Amazon Alexa parsing

The researchers’ system consists of a sequence-to-sequence model that aims to map a fixed-length input with a fixed-length output –where the length of the input and output may differ — paired with a pointer generator network that copies words from the source text via pointing. A pretrained BERT model serves as the encoder, while the decoder is modeled after the Transformer and augmented with the aforementioned pointer network. This allows the framework to learn to generate pointers — i.e., words from the target vocabulary consisting of parse symbols and words that are simply pointers to the source — in the target sequence.

The team tested the approach on five different data sets — three publicly available and two internal. Among the public corpora were Facebook’s Task Oriented Parsing (TOP), which contains complex hierarchical and nested queries that make the task of semantic parsing more challenging; SNIPS, which is used for training and evaluating semantic parsing models for voice assistants; and the Airline Travel Information System (ATIS), a popular spoken language understanding data set. Internally, the team isolated collections from the millions of utterances used to train and test Amazon Alexa — specifically, one from the music domain with 6.2 million training and 200,000 test utterances and one from the video domain with 1 million training and 5,000 test utterances.

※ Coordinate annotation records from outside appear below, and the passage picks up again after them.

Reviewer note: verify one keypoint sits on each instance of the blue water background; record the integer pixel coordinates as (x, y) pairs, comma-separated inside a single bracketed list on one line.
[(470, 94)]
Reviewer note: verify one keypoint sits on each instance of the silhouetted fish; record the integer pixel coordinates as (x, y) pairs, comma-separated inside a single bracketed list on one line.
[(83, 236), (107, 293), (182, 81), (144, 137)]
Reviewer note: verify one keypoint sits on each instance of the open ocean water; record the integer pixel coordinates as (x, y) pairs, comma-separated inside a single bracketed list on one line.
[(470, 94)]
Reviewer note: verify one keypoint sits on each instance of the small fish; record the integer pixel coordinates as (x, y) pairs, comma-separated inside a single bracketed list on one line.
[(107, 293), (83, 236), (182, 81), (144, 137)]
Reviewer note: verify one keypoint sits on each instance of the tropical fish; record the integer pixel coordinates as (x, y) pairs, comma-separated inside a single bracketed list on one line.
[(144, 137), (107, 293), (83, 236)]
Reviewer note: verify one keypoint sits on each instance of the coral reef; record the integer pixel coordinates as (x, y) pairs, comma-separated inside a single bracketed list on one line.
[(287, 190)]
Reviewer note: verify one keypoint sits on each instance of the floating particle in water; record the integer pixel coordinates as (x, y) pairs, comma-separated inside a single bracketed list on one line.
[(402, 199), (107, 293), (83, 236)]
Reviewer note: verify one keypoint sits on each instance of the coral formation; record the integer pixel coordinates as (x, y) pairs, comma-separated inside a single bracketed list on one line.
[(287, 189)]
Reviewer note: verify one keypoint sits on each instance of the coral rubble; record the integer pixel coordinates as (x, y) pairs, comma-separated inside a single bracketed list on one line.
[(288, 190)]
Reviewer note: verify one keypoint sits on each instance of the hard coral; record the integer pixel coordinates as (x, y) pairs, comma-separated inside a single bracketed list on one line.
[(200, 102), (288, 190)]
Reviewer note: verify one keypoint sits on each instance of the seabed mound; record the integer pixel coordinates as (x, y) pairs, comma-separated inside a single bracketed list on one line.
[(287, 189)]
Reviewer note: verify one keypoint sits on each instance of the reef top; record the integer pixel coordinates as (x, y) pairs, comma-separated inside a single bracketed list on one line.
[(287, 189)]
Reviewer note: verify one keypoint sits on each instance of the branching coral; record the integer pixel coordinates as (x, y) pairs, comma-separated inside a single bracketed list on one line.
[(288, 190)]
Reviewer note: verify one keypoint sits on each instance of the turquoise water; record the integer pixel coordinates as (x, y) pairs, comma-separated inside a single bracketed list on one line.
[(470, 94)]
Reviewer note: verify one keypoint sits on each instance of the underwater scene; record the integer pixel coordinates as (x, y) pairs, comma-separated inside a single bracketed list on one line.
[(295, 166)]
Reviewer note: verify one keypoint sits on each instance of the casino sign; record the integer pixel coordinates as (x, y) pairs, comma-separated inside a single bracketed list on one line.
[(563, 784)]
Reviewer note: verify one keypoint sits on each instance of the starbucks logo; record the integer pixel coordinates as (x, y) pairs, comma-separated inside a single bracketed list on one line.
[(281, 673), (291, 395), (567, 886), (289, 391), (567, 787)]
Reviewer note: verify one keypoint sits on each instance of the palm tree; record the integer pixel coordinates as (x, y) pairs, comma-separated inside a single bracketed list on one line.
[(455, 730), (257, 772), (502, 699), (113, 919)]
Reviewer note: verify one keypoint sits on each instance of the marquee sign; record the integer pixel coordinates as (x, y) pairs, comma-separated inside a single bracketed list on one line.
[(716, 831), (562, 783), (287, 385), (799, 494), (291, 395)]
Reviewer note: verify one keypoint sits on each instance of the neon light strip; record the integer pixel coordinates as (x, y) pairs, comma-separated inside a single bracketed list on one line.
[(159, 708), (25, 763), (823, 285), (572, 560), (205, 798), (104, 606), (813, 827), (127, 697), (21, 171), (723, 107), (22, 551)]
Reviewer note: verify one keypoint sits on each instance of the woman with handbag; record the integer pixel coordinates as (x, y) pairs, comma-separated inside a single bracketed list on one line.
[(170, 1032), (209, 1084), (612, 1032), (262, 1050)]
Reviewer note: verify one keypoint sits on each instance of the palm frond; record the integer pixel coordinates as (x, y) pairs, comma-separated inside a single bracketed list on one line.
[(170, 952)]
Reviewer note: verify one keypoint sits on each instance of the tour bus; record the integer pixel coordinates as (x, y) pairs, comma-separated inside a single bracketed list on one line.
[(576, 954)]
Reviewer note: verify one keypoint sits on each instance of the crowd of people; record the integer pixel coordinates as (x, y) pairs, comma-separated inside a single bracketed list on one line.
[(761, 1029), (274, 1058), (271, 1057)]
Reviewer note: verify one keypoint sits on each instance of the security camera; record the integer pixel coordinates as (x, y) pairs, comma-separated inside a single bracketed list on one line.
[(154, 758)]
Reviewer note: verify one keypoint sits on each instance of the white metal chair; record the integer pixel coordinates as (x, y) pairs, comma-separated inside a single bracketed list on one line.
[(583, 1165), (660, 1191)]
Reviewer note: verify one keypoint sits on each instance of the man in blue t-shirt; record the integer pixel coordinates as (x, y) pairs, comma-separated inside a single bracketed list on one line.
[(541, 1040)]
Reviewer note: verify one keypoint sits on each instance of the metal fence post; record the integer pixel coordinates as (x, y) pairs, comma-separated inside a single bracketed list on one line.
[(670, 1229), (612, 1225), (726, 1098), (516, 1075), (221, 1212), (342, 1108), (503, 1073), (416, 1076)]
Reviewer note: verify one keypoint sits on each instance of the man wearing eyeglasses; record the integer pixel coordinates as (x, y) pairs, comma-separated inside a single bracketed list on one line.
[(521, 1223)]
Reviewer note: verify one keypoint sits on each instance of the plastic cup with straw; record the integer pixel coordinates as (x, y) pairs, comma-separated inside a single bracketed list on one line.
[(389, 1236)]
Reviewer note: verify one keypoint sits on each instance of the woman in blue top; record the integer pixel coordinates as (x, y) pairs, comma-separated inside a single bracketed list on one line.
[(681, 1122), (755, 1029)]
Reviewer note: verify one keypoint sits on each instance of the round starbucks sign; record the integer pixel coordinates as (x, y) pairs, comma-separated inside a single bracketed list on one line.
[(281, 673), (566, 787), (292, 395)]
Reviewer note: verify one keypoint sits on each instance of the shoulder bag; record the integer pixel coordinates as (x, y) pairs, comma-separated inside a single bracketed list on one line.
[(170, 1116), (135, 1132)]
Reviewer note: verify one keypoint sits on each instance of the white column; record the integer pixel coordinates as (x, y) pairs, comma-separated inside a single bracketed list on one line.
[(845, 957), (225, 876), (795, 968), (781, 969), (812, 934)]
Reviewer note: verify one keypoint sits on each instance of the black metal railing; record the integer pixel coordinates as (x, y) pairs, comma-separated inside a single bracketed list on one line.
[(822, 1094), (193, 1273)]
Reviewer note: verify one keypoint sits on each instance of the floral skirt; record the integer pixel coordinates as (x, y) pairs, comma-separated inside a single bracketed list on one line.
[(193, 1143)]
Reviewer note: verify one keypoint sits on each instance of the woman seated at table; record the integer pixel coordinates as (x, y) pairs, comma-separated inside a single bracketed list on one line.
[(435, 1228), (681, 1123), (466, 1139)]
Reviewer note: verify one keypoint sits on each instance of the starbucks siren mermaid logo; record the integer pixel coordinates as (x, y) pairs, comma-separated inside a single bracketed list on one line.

After training the system on a machine with eight Nvidia Tesla V100 graphics cards, each with 16GB of video memory, the researchers say they managed to achieve an accuracy improvement of 3.3% on the TOP data set. On the SNIPS and ATIS data sets, they say the best version of their method “significantly” improved accuracy over existing baselines (7.7% and 4.5%, respectively) and boosted accuracy on the internal music utterance corpus by 1.9%.